The most frequent clinical presentation in ascariasis is intermittent colicky abdominal pain and incomplete bowel obstruction [11,14]. Heavy infestation results in a tangle of adult worms producing subacute intestinal obstruction. It is imperative to recognize these complications expeditiously and initiate early, aggressive management [5,12]. Plain radiographs may reveal a mass of worms described as "whirlpool pattern" in addition to air-fluid levels though this sign was not evident in our patient [15]. The roundworms may be detectable as tubulous, moving, echogenic structures on ultrasonography with anechoic fluid filled alimentary canal of the worm described as "the inner tube sign"[16]. Majority of children with subacute intestinal obstruction resolve spontaneously on conservative treatment with bowel rest, antispasmodics, anthelminthics, and intravenous fluids [14]. Hamid et al reported that while use of gastrograffin resulted in faster relief of signs and symptoms of Ascaris lumbricoides induced subacute bowel obstruction with early passage of worms/flatus and return to oral feeds, its role in reducing the likelihood of laparotomy remained inconclusive [17]. Other acute conditions include hepatobiliary and pancreatic ascariasis, acute appendicitis, bowel perforation, peritoneal granulomas, small-bowel volvulus and intussusceptions [18]. Volvulus and ischaemic bowel, the two most serious intestinal complications, account for less than 10% of cases [5] but warrant prompts surgical intervention. In our case too, a high index of suspicion and timely surgical intervention helped us manage the child

The factors responsible for ascaris-related intestinal obstruction include; a) multiple worms forming a large bolus causing mechanical obstruction, which is most common, b) worm bolus may serve as a lead point in intussusception or a pivot in volvulus, c) worms may inhabit the ileocecal valve and secrete neurotoxins which prompt small bowel contraction; which, alongwith high worm burden can obstruct the intestine, d) host inflammatory reaction to worm-derived hemolysins, endocrinolysins, and anaphylatoxins can also be severe enough to obstruct the gut lumen [15].

Our patient also developed early severe postoperative adhesions and by using bowel diversion (ileostomy) as the initial procedure, we were able to avoid ileal anastomotic leak in the early recuperative period. It has been shown that worm secretions and decomposition products of disintegrating worms are capable of provoking a severe reaction in the bowel which may be distant from the site of the primary worm bolus [11,12]. Moreover, when the worm enters the peritoneal cavity, the host immune response may result in masses of inflamed tissue and granulomas seeded throughout the greater omentum, serosal covering of the liver and spleen, and the peritoneum [19]. Steinberg et al reported severe postoperative intestinal sequelae in 2 infants with ascaraisis presumably in response to serosal contamination by worm fragments at the initial surgery [12]. Being faced with intestinal obstruction or anastomotic leak in the immediate postoperative period in a critically ill child may have devastating consequences.

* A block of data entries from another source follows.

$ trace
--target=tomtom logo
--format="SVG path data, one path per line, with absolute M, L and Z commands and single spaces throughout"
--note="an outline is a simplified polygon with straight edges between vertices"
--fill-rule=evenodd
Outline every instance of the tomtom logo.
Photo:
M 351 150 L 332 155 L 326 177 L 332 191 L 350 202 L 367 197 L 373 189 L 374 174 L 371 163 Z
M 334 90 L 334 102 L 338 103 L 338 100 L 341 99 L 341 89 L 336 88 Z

Our report as well as the aforementioned report illustrate that though primary anastomosis after resection of a bowel segment with a worm bolus may be generally acceptable, in cases where evidence of perforation or serosal contact with the worm toxins is present, a bowel diversion procedure may be a better option, more so in a critically ill child.

In summary, this case highlights the importance of considering ascaris infestation as a cause of lower gastrointestinal bleeding among pediatric patients without hint of other causes and need for prompt surgical intervention in this ominous scenario. Also, one should be aware of possible sequelae and exercise caution while planning the surgical procedure. Surgical procedure should be modified in the presence of suspected bowel wall contact with worm products.